Letter from Harold Varmus to David Boettiger, Imperial Cancer Research Fund Laboratories pdf (108,245 Bytes) transcript of pdf
Letter from Harold Varmus to David Boettiger, Imperial Cancer Research Fund Laboratories
Number of Image Pages:
2 (108,245 Bytes)
1974-06-11 (June 11, 1974)
Varmus, Harold
Boettiger, David
Imperial Cancer Research Fund Laboratories
Original Repository: University of California, San Francisco. Archives and Special Collections. Harold E. Varmus Papers
Reproduced with permission of the Regents of the University of California.

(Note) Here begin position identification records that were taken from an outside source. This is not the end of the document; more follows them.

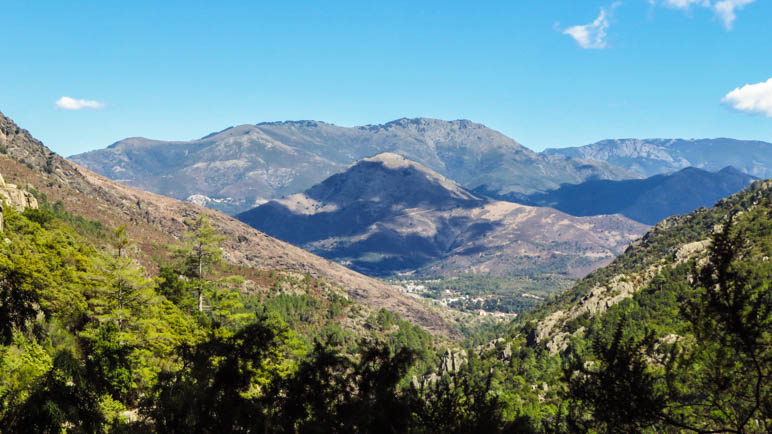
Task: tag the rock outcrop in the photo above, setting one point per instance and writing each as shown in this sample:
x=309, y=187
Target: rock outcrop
x=14, y=197
x=387, y=214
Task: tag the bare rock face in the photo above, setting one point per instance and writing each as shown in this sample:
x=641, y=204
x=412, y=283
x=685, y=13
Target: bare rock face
x=14, y=197
x=240, y=167
x=156, y=220
x=387, y=214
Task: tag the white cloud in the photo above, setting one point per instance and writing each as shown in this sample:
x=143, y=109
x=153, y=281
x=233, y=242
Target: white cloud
x=725, y=10
x=592, y=35
x=68, y=103
x=685, y=4
x=751, y=98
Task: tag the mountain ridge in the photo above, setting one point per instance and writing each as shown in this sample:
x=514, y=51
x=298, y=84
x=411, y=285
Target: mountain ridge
x=387, y=214
x=160, y=220
x=646, y=200
x=242, y=166
x=658, y=156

Medical Subject Headings (MeSH):
Avian Sarcoma Viruses
Exhibit Category:
Retroviruses and the Genetic Origins of Cancer, 1970-1993
Box Number: 1
Folder Number: 4
Unique Identifier:
Document Type:
Letters (correspondence)
Physical Condition:
Series: UCSF Collections
SubSeries: Collection Number MSS 84-25
SubSubSeries: Correspondence, 1971-1984
Folder: Correspondence, 1974
June 11, 1974
Dear David:
It was good to see you last week and to get a chance to compare notes. I have read your manuscript and think it is very good; I have not been asked to review it, but I cannot imagine it will encounter any difficulties. I do have a few minor suggestions: on page 1, your account of our experiments might be clearer if you indicated (1.21) that infections were done with B77 rescued from mammalian cells; on page 2, there is a misprint in the third line (R+), and it would be better to refer to "nucleic acid hybridization studies" in the 6th line from bottom; in Table 5 is there some reason for the 2 log differences in titres? Would it be useful to list the VSV pseudotype data for these strains? (do you have such data for viruses rescued from the R+T- cells?) I am not completely content about calling your clones R+T-, since I would not be surprised to find that there are infected cells, bearing some or all of the RSV genome, from which virus cannot be rescued. We would then have two sub-classes (or perhaps three) of infected, non-transformed cells (which is what I call the general class): R+T-, R-T-, and R-T- with only a partial genome. Is there some reason why you do not cite Kotler's work? I am sure we agree it is not very satisfying, but it doesn't cost much to avoid his ire. Do you think it would be presumptuous of me to ask whether you would mention in as a personal communication in your discussion or as a postscript the fact that Peter and I have isolated clones of 3T3 cells similar to your NRK clones.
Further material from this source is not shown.